On iPad Getting a Trackpad

Apple on Wednesday announced the Magic Keyboard, featuring a trackpad, that will work with newly unveiled iPad Pro models and some previous generation iPads. Is this the “convergence” everyone had been waiting for? A “2 in 1” or a tablet or a toaster-refrigerator? Did Apple capitulate? Some context on the evolution of devices, from Steven Sinofsky, former President of the Windows Division at Microsoft. He writes: Hardware evolves just like software but we don’t often see it the same way. We’re used to talking about the cycle software bundling and unbundling, but hardware does the same thing. Every new generation of hardware begins this cycle anew. Certainly we’re used to hardware adding ports or absorbing new technologies over time. Where things get really interesting with hardware is when a new “form” is introduced, often the first step is jettisoning many features from the leader.

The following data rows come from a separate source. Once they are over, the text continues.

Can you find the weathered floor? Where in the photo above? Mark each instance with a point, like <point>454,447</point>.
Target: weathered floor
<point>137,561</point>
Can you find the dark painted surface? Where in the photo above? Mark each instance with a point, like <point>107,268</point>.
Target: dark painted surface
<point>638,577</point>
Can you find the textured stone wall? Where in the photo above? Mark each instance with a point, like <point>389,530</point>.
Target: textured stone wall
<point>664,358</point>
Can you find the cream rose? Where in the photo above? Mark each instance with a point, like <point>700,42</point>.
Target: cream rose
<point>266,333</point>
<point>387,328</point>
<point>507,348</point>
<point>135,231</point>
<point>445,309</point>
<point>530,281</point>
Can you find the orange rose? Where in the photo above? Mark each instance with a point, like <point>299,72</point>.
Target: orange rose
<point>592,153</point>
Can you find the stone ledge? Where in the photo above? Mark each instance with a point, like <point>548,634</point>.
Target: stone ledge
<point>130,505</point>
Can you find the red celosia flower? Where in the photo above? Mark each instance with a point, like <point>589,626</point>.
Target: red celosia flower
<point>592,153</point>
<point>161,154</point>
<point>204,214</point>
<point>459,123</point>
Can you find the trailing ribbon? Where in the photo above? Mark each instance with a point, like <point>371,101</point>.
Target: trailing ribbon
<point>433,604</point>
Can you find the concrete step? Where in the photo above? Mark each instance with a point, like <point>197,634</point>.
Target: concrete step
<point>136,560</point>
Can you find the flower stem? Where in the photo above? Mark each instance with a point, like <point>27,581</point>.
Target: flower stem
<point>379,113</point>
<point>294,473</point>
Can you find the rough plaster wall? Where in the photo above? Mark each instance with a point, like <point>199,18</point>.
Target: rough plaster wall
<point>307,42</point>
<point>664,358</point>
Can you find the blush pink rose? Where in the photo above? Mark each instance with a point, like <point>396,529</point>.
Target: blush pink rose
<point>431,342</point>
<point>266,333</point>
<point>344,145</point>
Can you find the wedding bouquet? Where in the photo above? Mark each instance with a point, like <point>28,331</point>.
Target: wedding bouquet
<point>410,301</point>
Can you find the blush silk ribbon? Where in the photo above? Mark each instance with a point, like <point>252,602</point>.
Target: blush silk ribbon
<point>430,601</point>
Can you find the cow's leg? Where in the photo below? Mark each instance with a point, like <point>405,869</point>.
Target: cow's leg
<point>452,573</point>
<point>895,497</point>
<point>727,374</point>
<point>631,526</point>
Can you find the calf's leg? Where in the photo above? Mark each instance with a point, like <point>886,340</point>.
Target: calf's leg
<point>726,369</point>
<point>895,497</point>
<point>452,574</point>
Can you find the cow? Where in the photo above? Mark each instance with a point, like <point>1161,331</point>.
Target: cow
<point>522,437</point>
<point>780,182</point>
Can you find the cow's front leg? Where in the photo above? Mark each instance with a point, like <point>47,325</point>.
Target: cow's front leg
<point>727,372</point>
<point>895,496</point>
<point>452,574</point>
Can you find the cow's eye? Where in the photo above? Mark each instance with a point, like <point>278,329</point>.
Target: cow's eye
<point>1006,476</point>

With the introduction of a form, the debate immediately begins over whether the new form can take over or whether it is a substitute for the old one. Tech dialog is rather divisive over these questions (dodged by marketing). “It can never work” or “It will eventually work.” The industry works hard to create these dividing lines. The way it does this is first because usually there are new manufacturers that make the new form.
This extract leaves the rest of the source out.